The EDS results of joints were listed in Table 4. Here, it need be pointed out that A and B are fracture zone of magnesium side and steel side, respectively. In general, Mg is easy to oxidation, O element is detected in A and B zones, and the O content of magnesium side is significantly higher than that of steel side. In zone A, Mg, Sn, O are the main elements, while Fe element is less. It can be speculated that this zone is mainly Mg and Mg–Sn solid solution. In zone B, it was found that the Mg/Sn ratio is approximately 2:1, revealing that Mg₂Sn is formed along the steel/magnesium fracture location. In addition, the Mg/Sn ratio in C zone in steel side is close to 2:1, indicating that deep grey rule is Mg₂Sn on weld fracture. In D region, there were a large number of Sn and O elements, as well as a small number of Fe and Mg elements, which means that matrix is mainly Sn. According to the above analysis, mechanical property for steel/magnesium joint is closely connected with the brittleness of Mg₂Sn phase, how to regulate its brittleness is the key in order to improve the joint properties.

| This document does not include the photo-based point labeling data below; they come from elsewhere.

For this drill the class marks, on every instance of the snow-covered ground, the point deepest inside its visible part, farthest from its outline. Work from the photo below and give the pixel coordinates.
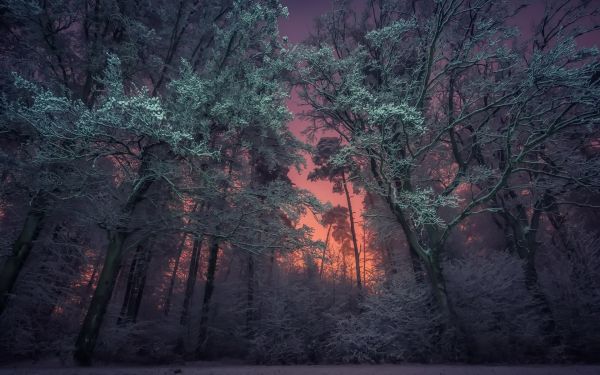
(311, 370)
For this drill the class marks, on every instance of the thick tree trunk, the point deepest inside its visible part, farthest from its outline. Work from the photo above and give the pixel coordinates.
(88, 334)
(208, 291)
(136, 282)
(191, 280)
(353, 232)
(180, 248)
(21, 249)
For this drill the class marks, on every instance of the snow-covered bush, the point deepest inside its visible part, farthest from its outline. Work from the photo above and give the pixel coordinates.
(396, 323)
(501, 317)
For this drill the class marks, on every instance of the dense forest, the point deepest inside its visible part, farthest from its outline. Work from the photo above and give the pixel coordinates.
(147, 211)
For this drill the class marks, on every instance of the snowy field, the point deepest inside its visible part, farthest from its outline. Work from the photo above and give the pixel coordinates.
(314, 370)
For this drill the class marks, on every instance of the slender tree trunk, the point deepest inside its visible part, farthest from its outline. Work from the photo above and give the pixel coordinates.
(21, 249)
(136, 282)
(353, 232)
(250, 297)
(86, 340)
(324, 251)
(191, 280)
(180, 248)
(208, 291)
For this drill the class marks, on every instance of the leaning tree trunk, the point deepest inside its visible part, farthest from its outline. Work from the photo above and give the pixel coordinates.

Table 4 EDS results of different fracture areas of joints

4 Conclusion

The following conclusions can be made concerning the effects of adding Sn-foil on the microstructure and mechanical properties of laser welding joint for DP600 dual phase steel and AZ31 magnesium alloy:

1. 1.

   When Sn-foil is added as interlayer, some defects, such as surface pit, spatter and softening in heat affected zone (HAZ), can be avoided, oxide and porosity are also no obvious in the weld. A good weld surface with continuous and uniform fish scale welding line is obtained by adding Sn-foil.

2. 2.

   Adding Sn-foil laser welding is an effective way in joining steel to magnesium alloy. However, Mg₂Sn is found along the fracture location of steel/magnesium transition zone, thus mechanical property of steel/magnesium joint is affected by the brittleness of Mg₂Sn.